The best time of the year to hike Carter Lake is from late June to October. It’s also a popular trail for mountain bikers in early summer and skiers in the winter. This trail does get overgrown, so it’s usually better to hike in mid-summer.
How to Get to Carter Lake in Anchorage:
- From Anchorage, head south on the Seward Highway
- Continue to Mile 34 on the Seward Highway
- A parking lot can be found on the right side of the highway
Carter Lake Trailhead
The Carter Lake trailhead can be found at Mile 34 along the Seward Highway near Moose Pass.
The parking area is not too big and may become full if the weather is really nice. So, plan accordingly.
A Steep Climb
You start hiking through the spruce forest as you climb nearly 1,000 feet over the next mile. You’ll be glad when you get most of the elevation gain out of the way.

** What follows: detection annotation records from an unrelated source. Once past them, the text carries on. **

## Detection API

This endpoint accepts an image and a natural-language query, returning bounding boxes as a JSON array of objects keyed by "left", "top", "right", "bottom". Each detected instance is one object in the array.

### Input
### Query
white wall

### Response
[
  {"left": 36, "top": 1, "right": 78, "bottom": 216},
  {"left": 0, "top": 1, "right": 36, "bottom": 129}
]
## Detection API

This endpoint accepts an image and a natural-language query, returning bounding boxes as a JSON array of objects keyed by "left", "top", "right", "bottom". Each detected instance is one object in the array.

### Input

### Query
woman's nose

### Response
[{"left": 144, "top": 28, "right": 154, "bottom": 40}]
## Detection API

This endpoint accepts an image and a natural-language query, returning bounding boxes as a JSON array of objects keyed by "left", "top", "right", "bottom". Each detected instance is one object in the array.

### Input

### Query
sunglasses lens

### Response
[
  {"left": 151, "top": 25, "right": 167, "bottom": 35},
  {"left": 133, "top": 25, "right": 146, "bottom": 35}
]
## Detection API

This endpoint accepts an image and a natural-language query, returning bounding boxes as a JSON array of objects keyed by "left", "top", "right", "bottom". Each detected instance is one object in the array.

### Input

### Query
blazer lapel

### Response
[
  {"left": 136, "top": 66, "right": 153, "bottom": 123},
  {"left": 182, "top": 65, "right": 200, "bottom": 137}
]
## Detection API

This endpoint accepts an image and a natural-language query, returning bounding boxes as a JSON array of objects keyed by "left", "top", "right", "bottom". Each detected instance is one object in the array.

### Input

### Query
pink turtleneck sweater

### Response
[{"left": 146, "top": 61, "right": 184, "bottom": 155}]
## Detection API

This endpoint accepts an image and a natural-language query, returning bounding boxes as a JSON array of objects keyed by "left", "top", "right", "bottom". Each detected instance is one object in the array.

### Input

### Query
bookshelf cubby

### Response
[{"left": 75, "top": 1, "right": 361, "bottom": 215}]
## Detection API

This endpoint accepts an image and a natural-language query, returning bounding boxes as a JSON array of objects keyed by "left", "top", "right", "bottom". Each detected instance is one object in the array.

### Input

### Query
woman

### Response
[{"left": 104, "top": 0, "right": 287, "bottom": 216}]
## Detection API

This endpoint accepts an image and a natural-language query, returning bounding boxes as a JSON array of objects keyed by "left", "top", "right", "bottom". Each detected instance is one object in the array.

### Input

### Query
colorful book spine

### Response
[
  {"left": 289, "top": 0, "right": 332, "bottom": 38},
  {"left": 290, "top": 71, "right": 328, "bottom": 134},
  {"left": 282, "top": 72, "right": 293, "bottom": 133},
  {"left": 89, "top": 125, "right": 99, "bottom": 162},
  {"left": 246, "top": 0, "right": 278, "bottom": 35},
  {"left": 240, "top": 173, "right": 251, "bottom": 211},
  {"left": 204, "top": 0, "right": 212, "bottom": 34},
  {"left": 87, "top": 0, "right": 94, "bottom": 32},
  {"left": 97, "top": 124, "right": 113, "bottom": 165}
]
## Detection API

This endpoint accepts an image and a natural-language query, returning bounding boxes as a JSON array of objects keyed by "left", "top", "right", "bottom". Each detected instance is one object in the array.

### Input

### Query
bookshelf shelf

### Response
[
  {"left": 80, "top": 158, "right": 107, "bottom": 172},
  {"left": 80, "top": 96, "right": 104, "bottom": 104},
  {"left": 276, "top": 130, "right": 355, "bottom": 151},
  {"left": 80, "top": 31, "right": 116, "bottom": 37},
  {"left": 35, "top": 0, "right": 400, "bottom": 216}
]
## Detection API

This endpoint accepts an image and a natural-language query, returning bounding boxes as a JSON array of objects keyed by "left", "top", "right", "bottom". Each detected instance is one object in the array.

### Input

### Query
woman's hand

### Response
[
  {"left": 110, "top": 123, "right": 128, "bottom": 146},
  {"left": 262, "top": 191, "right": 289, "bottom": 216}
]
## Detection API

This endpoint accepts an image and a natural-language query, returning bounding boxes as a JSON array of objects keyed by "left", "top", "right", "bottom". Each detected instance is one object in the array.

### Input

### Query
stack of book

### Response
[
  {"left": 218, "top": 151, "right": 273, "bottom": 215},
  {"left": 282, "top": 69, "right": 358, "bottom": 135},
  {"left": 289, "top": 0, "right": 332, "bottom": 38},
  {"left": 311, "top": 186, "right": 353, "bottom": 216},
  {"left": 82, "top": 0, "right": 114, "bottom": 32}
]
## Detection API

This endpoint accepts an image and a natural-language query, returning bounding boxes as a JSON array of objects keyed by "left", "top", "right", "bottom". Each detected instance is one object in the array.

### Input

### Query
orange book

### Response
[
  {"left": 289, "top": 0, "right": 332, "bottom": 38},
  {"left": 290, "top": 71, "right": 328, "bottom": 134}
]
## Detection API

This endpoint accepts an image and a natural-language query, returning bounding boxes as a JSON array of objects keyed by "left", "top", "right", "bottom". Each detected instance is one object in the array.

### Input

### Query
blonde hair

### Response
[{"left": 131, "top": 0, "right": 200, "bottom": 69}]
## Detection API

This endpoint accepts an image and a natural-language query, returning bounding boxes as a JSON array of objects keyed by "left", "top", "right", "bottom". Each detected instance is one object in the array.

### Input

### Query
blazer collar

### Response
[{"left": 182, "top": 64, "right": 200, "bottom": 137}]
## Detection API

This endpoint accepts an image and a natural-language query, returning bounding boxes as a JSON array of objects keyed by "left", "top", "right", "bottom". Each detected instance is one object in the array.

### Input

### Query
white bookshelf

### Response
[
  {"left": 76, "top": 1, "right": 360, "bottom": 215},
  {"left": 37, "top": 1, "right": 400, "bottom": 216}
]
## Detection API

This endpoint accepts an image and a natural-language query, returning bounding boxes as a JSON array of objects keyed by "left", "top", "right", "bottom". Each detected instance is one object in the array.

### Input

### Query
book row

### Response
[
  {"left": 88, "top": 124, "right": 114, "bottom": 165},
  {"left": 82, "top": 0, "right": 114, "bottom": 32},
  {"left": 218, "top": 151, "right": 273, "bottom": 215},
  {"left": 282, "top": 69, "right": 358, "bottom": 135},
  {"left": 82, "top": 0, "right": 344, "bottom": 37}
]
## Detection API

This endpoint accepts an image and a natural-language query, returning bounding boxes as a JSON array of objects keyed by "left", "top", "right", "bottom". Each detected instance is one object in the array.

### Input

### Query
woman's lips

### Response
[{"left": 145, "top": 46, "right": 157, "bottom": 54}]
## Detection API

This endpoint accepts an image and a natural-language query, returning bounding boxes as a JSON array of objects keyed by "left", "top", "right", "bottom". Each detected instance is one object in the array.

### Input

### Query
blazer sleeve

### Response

I rated this trail as easy because it’s quite short, but some people may rate it as moderate due to the elevation gain.
Later in the summer, this trail can become overgrown. There’s a lot of cow parsnip and devil’s club that grow along narrow sections of the trail.
Fields of Wildflowers
The trail starts to flatten out as you pass boardwalks and small streams. Upon first sightings of the lake, you’ll find a small trail to your left that will lead you to the shore.
After stopping here to take in the views, you can continue along the singletrack to the other end of the lake.
I hiked this trail in early August and went through a huge field of Alaskan wildflowers! I saw fireweed, monkshood, and more! It was so beautiful.
It takes about 1 hour to hike to the lake from the trailhead. The trail is 3.4 miles roundtrip and gains about 1,000 feet in elevation.
It’s a great place to go for a swim. Since it’s a smaller lake, the water feels a little bit warmer.
Beyond Carter Lake
You can continue to hike to Crescent Lake, which is only an additional 1.5 miles further. Crescent Lake is much larger and there are some great areas to camp or enjoy lunch.
You can also thru-hike the traverse that takes you along the Primitive Trail between Crescent Creek Trail and Carter Lake Trail.
There are two public use cabins along this route, including Crescent Lake Cabin, and Crescent Saddle Cabin.